We all think we know the history of the world’s biggest comic book publisher, but the heroes and the hype are only part of the tale. Using in-depth research that includes new and archival interviews with hundreds of Marvel icons like Stan Lee, Jack Kirby, Steve Gerber, Tom Breevort and Chris Claremont, Howe digs deep into the inner sanctum of the House of Ideas and charts a panoramic view of every major development in the company’s history. If you’ve ever wondered how the Stan Lee/Jack Kirby rift got started, or why Jim Shooter became so infamous, or how the company’s bankruptcy troubles in the ’90s began, you’ll find out in these pages. The search for a reliable editor-in-chief following Stan Lee’s promotion, the rise of the X-Men under Claremont and John Byrne, the departure of Steve Ditko, the unlikely success of Howard the Duck, the birth of the crossover comic, the trauma of the Clone Saga, the mass exodus that gave birth to Image Comics, the inflation and bursting of the speculator’s bubble and the resurgence of Marvel in the 2000s. It’s all here, from Marvel’s greatest glories to its deepest failures.
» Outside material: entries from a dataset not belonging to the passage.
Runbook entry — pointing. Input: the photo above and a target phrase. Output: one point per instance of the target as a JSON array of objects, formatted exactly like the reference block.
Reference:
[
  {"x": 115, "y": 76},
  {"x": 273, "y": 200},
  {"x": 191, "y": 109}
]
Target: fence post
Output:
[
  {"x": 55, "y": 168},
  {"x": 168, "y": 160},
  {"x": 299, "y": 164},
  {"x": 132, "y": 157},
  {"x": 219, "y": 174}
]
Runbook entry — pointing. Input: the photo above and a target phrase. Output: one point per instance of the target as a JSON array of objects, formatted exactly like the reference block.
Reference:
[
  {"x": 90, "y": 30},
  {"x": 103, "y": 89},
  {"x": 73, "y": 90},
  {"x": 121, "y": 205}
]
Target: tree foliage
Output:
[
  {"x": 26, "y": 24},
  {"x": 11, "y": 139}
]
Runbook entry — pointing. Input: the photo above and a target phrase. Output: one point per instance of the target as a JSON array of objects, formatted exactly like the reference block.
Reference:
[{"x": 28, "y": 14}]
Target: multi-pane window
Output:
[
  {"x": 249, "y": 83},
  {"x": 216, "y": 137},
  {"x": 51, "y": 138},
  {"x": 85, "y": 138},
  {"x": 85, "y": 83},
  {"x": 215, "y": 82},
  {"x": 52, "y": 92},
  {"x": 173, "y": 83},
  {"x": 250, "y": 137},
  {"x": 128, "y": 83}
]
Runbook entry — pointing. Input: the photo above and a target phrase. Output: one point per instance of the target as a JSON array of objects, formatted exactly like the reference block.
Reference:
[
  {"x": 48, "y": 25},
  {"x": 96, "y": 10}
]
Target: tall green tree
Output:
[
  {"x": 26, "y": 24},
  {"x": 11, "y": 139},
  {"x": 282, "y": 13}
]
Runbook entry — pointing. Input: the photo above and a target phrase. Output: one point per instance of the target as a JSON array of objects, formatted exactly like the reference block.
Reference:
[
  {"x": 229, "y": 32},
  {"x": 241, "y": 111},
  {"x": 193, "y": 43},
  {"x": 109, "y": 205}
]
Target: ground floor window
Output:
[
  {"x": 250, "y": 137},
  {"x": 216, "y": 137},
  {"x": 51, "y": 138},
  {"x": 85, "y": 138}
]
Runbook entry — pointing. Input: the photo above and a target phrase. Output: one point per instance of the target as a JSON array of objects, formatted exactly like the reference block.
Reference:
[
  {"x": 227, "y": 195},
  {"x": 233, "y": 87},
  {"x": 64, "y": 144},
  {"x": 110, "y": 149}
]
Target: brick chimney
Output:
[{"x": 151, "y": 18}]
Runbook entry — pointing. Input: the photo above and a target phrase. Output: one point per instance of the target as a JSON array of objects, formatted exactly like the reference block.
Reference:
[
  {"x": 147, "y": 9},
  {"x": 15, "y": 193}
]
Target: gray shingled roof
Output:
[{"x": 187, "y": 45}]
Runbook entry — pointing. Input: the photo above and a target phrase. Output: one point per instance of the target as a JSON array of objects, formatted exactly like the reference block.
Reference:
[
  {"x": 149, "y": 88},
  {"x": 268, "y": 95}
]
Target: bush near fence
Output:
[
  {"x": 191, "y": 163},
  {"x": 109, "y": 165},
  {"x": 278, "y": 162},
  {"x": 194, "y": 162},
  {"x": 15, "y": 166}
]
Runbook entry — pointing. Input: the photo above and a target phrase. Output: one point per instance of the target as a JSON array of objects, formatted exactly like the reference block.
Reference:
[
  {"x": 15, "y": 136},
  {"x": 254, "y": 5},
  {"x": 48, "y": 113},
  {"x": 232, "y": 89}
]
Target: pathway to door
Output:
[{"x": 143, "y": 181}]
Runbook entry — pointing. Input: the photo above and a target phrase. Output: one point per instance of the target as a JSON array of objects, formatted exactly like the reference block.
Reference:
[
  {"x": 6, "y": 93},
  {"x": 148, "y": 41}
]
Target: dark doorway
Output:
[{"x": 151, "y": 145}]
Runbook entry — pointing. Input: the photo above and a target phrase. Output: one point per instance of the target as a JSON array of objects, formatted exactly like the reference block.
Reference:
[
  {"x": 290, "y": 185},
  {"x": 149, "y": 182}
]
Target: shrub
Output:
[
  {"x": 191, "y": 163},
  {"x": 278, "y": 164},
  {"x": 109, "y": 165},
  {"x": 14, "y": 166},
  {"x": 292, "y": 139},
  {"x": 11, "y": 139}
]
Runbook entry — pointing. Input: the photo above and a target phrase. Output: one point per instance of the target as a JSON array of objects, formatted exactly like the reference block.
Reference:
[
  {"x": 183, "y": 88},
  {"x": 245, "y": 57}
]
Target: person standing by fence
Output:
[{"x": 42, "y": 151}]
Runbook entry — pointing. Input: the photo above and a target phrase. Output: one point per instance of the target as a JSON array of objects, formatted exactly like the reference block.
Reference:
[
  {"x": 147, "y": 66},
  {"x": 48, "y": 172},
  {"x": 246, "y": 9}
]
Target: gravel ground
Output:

But perhaps more impressive than the completeness of it all (which, believe me, is staggering) is that way Howe tells the tale. Everything is seamless, smooth, flowing like the very best comic book narrative. Even as heroes and villains emerge in the various bullpen and boardroom battles throughout the story of Marvel, Howe paints everyone as reliably, and often tragically, human. The comic book legends we’ve come to view as larger than life titans of the industry are here treated as what they really are: enthusiastic, overworked, often overambitious people trying to make good comics in the face of often ridiculous challenges. Howe manages to make this more than the story of a company. This is a story about the triumphs and tragedies of the people who tried to make the greatest comic books in the world. It’s a story of corporate pressures and private sacrifice, creator’s rights and editor’s responsibilities, gutsy calls and empty gestures. It’s the complete picture, like a Jack Kirby panorama.
Marvel Comics: The Untold Story should be required reading for all comic book fans. It’s not only a compelling, ridiculously entertaining read, but it’s among the few mainstream nonfiction works to ever shed this much light on what’s become one of the biggest industries in pop culture. Buy it, read it, then see if you can resist reading it again.